Response to "Ruby Is Not a Serious Programming Language"

What “humans matter” means in Ruby

  • Ruby is described as prioritizing programmer ergonomics: readable, natural-language-like syntax and “delightful” APIs.
  • Supporters frame this as centering the human experience of writing and reading code, not just formal design principles.
  • Skeptics push back that all languages try to be humane; Ruby’s claim to uniqueness here feels overstated or condescending.

Joy, “magic,” and ergonomics

  • Many recall Ruby/Rails as a revelation versus early-2000s Java/J2EE boilerplate: very fast from zero to working app.
  • Others report Ruby (especially Rails) feeling “magical” in a bad way: hidden behavior, method_missing, monkeypatching, DSLs that obscure control flow and types.
  • Several say Ruby is joyful for small programs, but painful to maintain at scale or in messy, contractor-heavy codebases.

Ruby vs Rails and usage domains

  • Multiple comments stress that Rails ≠ Ruby; much of the negative experience comes from large Rails apps, not the core language.
  • Ruby has been used for system tools, scripting, DevOps (e.g., Chef), static site generators, game engines, music tools, etc., though the public image is “web framework only.”
  • Some say Rails’ huge success both popularized Ruby and pigeonholed it as a “web-only, legacy Rails” language.

“Seriousness,” business value, and scaling

  • The Wired piece is widely seen as rage-bait that never defines “serious,” implicitly equating it with static typing, speed, and infinite scalability.
  • Many note Ruby has powered major companies and paid careers for decades; that alone makes “unserious” a strange label.
  • Twitter’s scaling issues are contested: critics use it as evidence Ruby “doesn’t scale,” others argue Ruby was crucial to initial success and that most products never hit those limits.
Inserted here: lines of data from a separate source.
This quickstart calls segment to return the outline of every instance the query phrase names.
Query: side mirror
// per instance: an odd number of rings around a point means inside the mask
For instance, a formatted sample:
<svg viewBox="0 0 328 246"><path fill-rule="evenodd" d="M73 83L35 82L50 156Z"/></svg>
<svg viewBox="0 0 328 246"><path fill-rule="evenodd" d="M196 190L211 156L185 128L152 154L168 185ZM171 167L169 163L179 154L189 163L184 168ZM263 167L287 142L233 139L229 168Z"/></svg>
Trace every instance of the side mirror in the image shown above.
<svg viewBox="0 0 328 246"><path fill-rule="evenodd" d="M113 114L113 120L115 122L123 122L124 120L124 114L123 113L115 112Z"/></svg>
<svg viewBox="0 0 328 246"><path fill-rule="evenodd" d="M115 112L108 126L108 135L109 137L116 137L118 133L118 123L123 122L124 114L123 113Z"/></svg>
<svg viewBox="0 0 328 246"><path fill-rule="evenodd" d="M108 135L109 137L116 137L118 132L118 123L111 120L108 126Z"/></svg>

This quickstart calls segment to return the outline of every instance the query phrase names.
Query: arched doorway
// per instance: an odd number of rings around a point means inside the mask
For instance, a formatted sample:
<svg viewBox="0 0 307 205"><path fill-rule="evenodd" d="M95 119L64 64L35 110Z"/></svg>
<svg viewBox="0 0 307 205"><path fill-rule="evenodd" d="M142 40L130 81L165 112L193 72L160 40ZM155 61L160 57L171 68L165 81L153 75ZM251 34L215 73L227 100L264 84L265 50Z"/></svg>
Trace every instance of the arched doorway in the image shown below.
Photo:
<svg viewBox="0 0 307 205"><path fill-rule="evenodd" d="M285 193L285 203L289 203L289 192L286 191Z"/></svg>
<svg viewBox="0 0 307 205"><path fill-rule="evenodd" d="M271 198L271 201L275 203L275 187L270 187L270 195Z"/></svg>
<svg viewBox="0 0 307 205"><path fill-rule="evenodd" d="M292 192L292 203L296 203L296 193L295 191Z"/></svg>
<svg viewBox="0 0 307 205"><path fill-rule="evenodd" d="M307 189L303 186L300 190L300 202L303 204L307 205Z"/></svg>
Safety, maintainability, and types

  • Concerns raised: dynamic typing, hard-to-track mutations, difficulty refactoring large codebases, historical lack of thread-safe gems, tricky shared state and immutability.
  • Some argue Ruby encourages dangerous patterns; others counter that similar bugs exist in any language and that misuse, not Ruby, is the real problem.
  • There’s interest in Ruby-like but statically-typed options (Scala, Crystal, Elixir) and in better optional typing for Ruby; others are tired of “type hype” and defend dynamic languages.

Language comparisons and ecosystem shifts

  • Python is repeatedly cited as having “won” the broader ecosystem (data science, ML, general scripting), while Ruby remains strong mainly in web apps.
  • Elixir/BEAM gets heavy praise for operational characteristics (concurrency, observability, fault tolerance) while retaining some Ruby-like friendliness.
  • Go, Rust, C++, Java, Kotlin, etc. are discussed as tradeoff points: less magic, more explicitness and safety, but often less “joy.”

AI and the fading of language wars?

  • A side thread argues that with AI-assisted coding, stylistic language battles feel increasingly archaic; tooling choices may matter less for many developers.
  • Others strongly disagree, emphasizing that runtime behavior, ecosystems, and maintainability still depend heavily on language, and AI often just generates more code that humans must debug.